The Plan: "From 1918 onwards it was the task of our present state to destroy the remainder of the Albanian triangle [Kosova]. It did not do this.The only way and the only means to cope with them is the brute force of an organized state." Cubrilovic suggested that Albania and Turkey would be the best places to ship Kosovar Albanians.

But, if Tirana objected to the deportation, "the Albanian Government should be informed that we shall stop at nothing to achieve our final solution to this question." ".to bring about the relocation of a whole population, the first prerequisite is the creation of the suitable psychosis. This can be created in many ways .including bribing and threatening the Albanian clergy, propaganda, and coercion by the state apparatus." "The law must be enforced to the letter so as to make staying intolerable for the Albanians: fines, and imprisonment, the ruthless application of all police dispositions, such as the prohibition of smuggling, cutting forests, damaging agriculture, leaving dogs unchained, compulsory labor and any other measure that an experienced police force can contrive.

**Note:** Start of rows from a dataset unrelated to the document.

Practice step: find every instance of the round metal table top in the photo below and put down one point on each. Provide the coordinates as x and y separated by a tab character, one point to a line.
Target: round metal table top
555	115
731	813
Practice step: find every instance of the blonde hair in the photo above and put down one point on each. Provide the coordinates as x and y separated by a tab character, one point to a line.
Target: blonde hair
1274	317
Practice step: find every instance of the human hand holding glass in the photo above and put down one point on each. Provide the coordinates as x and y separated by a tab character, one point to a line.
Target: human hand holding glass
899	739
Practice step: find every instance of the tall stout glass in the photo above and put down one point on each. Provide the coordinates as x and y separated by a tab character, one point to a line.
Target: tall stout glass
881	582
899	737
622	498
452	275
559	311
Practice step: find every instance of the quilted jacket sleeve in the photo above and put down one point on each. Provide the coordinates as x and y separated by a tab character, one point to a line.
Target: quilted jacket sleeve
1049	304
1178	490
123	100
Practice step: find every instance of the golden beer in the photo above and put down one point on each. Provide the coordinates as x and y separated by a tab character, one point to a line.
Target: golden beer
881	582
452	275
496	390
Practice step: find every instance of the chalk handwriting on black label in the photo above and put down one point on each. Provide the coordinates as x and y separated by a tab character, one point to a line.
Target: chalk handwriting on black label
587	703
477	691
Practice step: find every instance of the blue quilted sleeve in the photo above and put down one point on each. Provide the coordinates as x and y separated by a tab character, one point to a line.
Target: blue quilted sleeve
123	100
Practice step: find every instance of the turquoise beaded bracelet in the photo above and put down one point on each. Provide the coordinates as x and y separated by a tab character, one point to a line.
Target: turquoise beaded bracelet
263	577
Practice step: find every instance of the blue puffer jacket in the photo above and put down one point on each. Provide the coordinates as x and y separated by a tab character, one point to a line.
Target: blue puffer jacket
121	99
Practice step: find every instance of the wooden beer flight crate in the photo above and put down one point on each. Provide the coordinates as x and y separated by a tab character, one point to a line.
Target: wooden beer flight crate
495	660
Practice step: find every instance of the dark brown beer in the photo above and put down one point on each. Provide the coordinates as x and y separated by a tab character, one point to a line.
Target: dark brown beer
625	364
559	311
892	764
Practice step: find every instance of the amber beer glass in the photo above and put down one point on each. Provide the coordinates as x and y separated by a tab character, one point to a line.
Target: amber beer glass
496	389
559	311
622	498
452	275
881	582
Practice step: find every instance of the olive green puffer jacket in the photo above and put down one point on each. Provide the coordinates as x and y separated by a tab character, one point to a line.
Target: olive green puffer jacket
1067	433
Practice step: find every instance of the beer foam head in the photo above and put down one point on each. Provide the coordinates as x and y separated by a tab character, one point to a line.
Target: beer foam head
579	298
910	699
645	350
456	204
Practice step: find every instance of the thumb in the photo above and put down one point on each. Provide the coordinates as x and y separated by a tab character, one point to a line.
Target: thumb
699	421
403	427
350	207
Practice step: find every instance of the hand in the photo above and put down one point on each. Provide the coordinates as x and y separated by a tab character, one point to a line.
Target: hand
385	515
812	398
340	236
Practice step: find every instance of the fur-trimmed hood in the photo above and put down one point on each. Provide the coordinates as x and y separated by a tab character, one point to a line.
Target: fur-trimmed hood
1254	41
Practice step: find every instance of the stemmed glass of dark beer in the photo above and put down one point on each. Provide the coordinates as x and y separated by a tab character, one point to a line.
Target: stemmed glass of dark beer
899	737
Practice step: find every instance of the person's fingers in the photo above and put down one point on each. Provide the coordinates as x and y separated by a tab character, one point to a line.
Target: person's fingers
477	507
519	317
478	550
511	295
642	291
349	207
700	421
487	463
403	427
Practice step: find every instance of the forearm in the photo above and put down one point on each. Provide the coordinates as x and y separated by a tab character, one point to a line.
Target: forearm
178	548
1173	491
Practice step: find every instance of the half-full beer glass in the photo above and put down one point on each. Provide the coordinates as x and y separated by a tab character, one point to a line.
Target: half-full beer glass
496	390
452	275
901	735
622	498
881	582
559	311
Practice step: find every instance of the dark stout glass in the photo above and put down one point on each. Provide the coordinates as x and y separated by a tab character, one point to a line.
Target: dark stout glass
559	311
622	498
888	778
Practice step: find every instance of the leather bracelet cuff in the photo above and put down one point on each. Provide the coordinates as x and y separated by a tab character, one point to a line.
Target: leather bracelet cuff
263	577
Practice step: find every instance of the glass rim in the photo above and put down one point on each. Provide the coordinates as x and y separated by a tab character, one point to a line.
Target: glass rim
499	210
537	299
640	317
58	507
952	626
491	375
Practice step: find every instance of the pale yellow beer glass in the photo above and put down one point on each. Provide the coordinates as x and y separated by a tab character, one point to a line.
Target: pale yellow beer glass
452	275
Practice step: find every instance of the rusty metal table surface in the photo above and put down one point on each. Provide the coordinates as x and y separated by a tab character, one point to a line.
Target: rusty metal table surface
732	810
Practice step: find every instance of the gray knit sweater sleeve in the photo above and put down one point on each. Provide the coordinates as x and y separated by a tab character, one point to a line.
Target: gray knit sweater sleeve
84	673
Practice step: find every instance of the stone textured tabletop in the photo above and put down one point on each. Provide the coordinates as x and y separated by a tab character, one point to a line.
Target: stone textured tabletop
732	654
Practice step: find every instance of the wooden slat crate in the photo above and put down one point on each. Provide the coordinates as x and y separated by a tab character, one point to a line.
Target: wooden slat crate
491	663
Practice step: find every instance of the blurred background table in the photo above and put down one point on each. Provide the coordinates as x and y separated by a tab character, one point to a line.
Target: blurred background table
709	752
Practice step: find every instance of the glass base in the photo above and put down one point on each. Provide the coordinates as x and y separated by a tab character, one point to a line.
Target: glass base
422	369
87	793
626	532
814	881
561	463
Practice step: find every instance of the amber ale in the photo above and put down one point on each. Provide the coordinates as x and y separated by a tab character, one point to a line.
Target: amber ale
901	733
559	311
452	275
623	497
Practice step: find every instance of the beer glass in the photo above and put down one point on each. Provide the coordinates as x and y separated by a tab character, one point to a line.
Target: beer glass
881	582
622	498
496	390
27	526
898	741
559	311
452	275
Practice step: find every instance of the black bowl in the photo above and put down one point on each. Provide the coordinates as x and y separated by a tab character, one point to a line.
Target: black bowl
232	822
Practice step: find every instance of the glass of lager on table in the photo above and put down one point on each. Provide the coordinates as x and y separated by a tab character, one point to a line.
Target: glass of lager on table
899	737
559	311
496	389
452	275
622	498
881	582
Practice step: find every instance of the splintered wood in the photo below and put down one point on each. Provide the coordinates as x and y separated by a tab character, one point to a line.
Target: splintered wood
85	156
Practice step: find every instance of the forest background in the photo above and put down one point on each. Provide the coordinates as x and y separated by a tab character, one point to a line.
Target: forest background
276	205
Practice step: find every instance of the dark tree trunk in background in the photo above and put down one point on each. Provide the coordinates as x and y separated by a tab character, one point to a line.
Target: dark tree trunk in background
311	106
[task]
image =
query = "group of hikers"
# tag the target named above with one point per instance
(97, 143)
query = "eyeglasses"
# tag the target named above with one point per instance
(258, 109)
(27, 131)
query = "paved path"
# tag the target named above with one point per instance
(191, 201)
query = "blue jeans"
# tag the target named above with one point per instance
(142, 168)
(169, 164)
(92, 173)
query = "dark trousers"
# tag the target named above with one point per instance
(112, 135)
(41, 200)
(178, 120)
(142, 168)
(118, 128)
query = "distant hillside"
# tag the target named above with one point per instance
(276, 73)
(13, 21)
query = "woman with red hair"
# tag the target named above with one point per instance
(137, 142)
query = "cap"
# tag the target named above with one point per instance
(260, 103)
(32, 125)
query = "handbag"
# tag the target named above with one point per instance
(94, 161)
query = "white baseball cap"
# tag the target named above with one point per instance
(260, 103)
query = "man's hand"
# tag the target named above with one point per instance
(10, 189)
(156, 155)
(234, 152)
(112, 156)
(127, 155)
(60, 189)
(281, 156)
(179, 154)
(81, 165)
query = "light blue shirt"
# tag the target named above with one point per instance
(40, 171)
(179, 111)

From the Economic aspect: The refusal to recognize the old land deeds,... requisitioning of all state and communal pastures,... the withdrawal of permits to exercise a profession, dismissal from the state, private and communal offices, etc., will hasten the process of their removal.... When it comes to religion the Albanians are very touchy, therefore they must be harassed on this score, too. This can be achieved through ill-treatment of their clergy, the destruction of their clergy, the destruction of their cemeteries, the prohibition of polygamy, and especially the inflexible application of the law compelling girls to attend elementary schools, wherever they are .... We should distribute weapons to our colonists, as need be.... In particular, a tide of Montenegrins should be launched from the mountain pastures in order to create a large-scale conflict with the Albanians in [Kosova]. This conflict should be prepared by means of our trusted people. It should be encouraged and this can be done more easily since, in fact, Albanians have revolted, while the whole affair should be presented as a conflict between clans and, if need be, ascribed to economic reasons. Finally, local riots can be incited. These will be bloodily suppressed with the most effective means.... There remains one more means, which Serbia employed with great practical effect after 1878, that is, by secretly burning down villages and city quarters."